Yes it would , but even if we spent three times as much as at present it wouldn't make any significant difference given the behaviour and attitudes to learning of so many pupils who schools can't easily exclude and where parents don't support the schools
NMA is absolutely right, you could give millions to a state school but it wouldn't improve, that is not the main issue. The issue is the number of pupils who have no sense of discipline, buckling down and learning and neither do many of their parents - you know, the ones who send them to school in nappes with no breakfast and expect the government to feed the children they produced.
Poor teachers have nothing to fight with, they can barely say boo to a goose without being suspended and need to focus not on their subject expertise but being high level social workers just to get through the day.
Ellipsis - // ... and if "State education is unfixable" throughout those 45 years, maybe it's time to give somebody else a chance now. //
Governments don't have the will to sort out the problems of education.
For a very simple reason - children don't vote.
The only way politicians ever think about education, is when they consider the parents of schoolchildren, who of course, do vote.
They use the word 'education' as a vote catcher, by using redundant sound bites about how they are going to fix schools - which of course, ample evidence shows that they don't.
You will never hear any politician of any stripe referring to 'children' - it's always 'our children', as though they are somehow connected to, and invested in, the tragic wreck of the education system they have systematically battered for over fifty years.
Of course, during election campaigning, you will hear the phrase changed to 'your children', because they are addressing adults and looking for votes.
But the fact is, successive governments have crushed the education system with punitive nonsense like 'The National Curriculum' which is so restrictive and centre-designated that it leaves no room for the imagination of individual teachers, tailored to the needs of their individual classes and schools.
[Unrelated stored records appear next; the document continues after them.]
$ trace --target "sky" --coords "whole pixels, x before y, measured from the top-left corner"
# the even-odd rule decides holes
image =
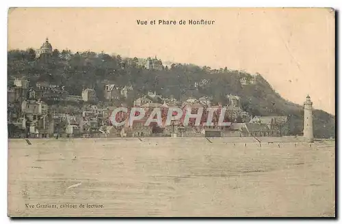
[[[201,19],[215,22],[188,24]],[[258,72],[283,98],[302,104],[309,94],[334,115],[334,23],[330,8],[12,8],[8,49],[38,48],[48,37],[59,50]]]

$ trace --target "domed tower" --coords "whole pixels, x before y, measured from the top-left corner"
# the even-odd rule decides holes
[[[52,54],[52,46],[49,42],[49,39],[47,38],[45,42],[42,44],[40,48],[36,51],[36,57],[40,57],[42,55],[51,55]]]
[[[313,142],[313,102],[308,95],[304,102],[303,137],[305,141]]]

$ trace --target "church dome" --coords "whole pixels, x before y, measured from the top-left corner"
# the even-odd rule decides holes
[[[42,45],[42,46],[40,47],[40,49],[49,49],[49,50],[52,50],[52,46],[51,46],[51,44],[50,44],[49,42],[49,39],[47,38],[47,40],[45,40],[45,42],[44,42]]]

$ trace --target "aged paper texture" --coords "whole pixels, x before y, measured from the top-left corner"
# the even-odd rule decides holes
[[[10,8],[11,217],[334,217],[331,8]]]

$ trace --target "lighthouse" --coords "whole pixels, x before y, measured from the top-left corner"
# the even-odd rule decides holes
[[[313,102],[308,95],[304,102],[304,139],[306,142],[313,142]]]

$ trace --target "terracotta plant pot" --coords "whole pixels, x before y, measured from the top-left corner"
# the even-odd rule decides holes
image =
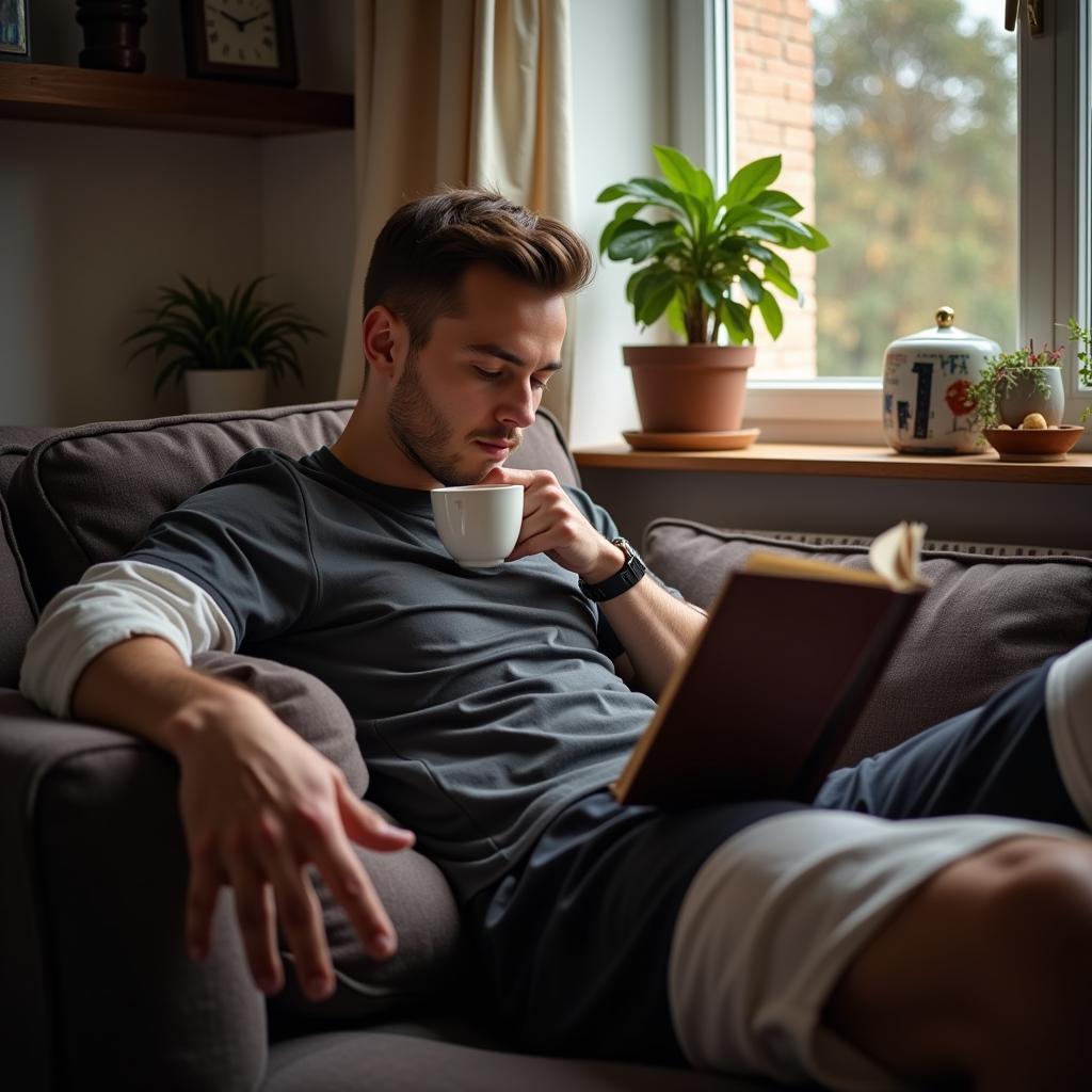
[[[193,369],[186,372],[190,413],[261,410],[266,404],[264,368]]]
[[[645,432],[735,432],[753,345],[625,345]]]

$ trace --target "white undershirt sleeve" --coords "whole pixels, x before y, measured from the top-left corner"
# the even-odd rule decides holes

Governments love to think that all schools, and all children, are the same, so a 'one size fits all' system is imposed without any room for manoevre.
It is of course, manifestly unsuitable, but that doesn't matter, because the government doesn't care anyway.
Their other damage is to foster the notion that they will 'improve' schools.
They do this by using a draconian Inspection system which, instead of addressing the problems of individual schools, hammers them with another 'one size fits all' measurement system that condemns failing schools, without addressing the reasons for the failures, which are rooted entirely in the National Curriculum, continual underfunding, and the perpetuating of the image that teachers are workshy lefties who do a nine-to-three job and have three months off.
This chimes with parents - the voters remember - but it utterly fails the children - but they don't vote so who cares.
The idea of punishing, and that's what it is, private schools for being 'elitist' is another nonsense designed to appeal to the inverted snobbery of the Labour voter they want to woo.
It's shameful, and Starmer should be ashamed of it.
It's a tax policy - of course it's a "punishment", like they all tax rises are. Whoever asked for more taxes.
What I'm hearing is: the state system is awful. Anybody in it, tough, but please don't "punish" the people not in it by making them pay more to stay out of it. It's a pretty disgraceful attitude, actually.